Audio Transcription

Transcribe audio files to text using Whisper. OpenAI-compatible multipart endpoint.

Endpoint

POST https://api.agilecloud.ai/v1/audio/transcriptions

Request Parameters

Send as multipart/form-data:

ParameterTypeRequiredDescription
filefileYesAudio file (mp3, mp4, mpeg, mpga, m4a, wav, webm)
modelstringYesModel name (e.g., whisper-large-v3)
languagestringNoISO-639-1 language code (e.g., en)
response_formatstringNojson, text, verbose_json.

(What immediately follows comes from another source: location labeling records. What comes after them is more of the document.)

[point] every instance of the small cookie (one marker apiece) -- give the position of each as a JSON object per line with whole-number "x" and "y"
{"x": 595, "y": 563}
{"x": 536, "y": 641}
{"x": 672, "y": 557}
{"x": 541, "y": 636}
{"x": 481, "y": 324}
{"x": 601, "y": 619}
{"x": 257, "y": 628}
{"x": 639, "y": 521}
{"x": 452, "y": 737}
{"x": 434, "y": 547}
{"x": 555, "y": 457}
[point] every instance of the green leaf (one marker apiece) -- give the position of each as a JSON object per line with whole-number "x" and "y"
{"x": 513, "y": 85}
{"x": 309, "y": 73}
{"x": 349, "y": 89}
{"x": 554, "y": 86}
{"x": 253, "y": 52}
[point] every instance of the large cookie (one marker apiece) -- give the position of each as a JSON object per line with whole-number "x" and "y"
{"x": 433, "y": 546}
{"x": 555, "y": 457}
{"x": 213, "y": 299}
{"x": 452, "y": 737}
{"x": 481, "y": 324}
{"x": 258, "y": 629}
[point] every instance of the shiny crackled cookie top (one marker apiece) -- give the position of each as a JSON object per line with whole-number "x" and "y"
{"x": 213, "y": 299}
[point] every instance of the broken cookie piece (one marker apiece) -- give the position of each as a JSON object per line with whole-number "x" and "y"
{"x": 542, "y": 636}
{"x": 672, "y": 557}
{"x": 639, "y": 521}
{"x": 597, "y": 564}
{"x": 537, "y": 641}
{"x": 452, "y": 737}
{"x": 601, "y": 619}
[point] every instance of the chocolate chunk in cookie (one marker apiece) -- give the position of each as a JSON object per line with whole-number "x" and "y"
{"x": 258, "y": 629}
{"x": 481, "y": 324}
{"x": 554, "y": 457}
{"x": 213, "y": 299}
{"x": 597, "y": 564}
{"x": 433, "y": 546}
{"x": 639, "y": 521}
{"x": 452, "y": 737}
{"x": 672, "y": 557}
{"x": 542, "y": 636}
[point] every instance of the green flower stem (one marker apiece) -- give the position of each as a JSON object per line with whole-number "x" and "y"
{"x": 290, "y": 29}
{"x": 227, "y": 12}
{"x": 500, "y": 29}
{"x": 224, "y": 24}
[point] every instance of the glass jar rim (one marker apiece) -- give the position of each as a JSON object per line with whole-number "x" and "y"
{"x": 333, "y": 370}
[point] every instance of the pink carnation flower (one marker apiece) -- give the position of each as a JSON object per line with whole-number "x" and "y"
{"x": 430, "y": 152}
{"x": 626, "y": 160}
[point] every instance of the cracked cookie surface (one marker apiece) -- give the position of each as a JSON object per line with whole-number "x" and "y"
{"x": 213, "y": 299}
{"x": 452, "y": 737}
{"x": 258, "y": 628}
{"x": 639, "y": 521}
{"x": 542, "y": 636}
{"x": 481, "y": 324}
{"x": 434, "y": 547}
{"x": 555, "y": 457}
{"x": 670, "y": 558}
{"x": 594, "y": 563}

Default: json

Example

curl https://api.agilecloud.ai/v1/audio/transcriptions \
  -H "Authorization: Bearer $DIRECTAI_API_KEY" \
  -F file=@recording.mp3 \
  -F model=whisper-large-v3

Response

{
  "text": "Hello, this is a sample transcription from DirectAI."
}

Python SDK Example

from openai import OpenAI

client = OpenAI(
    base_url="https://api.agilecloud.ai/v1",
    api_key="YOUR_API_KEY",
)

with open("recording.mp3", "rb") as audio_file:
    transcript = client.audio.transcriptions.create(
        model="whisper-large-v3",
        file=audio_file,
    )

print(transcript.text)

Supported Formats

  • MP3, MP4, MPEG, MPGA, M4A, WAV, WEBM
  • Maximum file size: 25 MB
  • Whisper large-v3 supports 99+ languages

Billing

Transcription is billed per minute of audio at $0.10/minute. See Pricing for details.